Plaintiffs look for opportunities to bypass the requirements and limitations designed to protect health care providers.
For example, the Health Care Malpractice Claims Act (“the Act”) affords essential protections to physicians and other health care providers being sued in Maryland – but only if the plaintiff’s injury qualifies as a “medical injury,” defined as “an injury arising or resulting from the rendering or failure to render health care.” Determining whether an injury meets this definition is not always straightforward, giving plaintiffs the chance to bypass the Act and its protections.

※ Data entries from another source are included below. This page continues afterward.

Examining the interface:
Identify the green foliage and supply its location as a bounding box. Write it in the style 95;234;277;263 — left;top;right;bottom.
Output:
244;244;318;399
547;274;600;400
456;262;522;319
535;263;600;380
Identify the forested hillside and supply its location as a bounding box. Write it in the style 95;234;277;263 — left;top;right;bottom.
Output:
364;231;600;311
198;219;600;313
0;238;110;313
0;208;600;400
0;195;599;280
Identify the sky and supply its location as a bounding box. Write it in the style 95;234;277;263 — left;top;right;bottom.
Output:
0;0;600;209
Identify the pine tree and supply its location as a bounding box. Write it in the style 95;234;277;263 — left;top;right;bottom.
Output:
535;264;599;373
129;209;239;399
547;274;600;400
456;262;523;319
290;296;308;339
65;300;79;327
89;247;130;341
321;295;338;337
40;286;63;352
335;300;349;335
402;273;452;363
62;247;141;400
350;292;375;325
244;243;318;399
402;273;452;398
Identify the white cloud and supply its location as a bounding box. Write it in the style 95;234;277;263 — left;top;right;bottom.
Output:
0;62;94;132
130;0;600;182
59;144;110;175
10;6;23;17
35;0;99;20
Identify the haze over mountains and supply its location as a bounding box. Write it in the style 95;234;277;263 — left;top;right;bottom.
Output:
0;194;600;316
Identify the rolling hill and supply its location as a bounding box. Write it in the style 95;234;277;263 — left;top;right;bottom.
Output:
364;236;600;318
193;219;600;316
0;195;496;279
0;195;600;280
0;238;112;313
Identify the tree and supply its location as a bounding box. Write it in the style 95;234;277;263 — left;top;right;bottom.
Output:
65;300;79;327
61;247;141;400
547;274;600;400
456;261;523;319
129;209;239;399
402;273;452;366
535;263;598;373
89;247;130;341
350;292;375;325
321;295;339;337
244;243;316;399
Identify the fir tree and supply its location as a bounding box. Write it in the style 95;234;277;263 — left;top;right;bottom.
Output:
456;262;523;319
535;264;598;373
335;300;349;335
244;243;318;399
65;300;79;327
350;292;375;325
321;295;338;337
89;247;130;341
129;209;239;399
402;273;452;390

In Davis v. Frostburg Facility Operations, LLC, the Court of Appeals clarified the meaning of “medical injury.” The Davis plaintiff alleged a mechanical lift in a nursing home malfunctioned and dropped her to the floor. She filed her Complaint directly in Circuit Court, bypassing the Health Care Alternative Dispute Resolution Office (“HCADRO”) and its requirements (a medical certificate, for example), claiming she did not suffer a “medical injury.” The nursing home defendant moved to dismiss, arguing the plaintiff alleged a medical injury and therefore needed to first file her claim in the HCADRO, with the required certificate. The appellate court agreed, finding the injury occurred when the nurse was acting within the scope of her professional judgment in the operation of the lift, and this constituted a medical injury. The Court dismissed the case, and the plaintiff was directed to re-file in HCADRO!
Bottom Line: Although not all injuries in a health care setting constitute a medical injury, if the injury occurs while the health care provider was using professional skill or judgment, the injury is a medical injury and the Act (and its protections) will apply.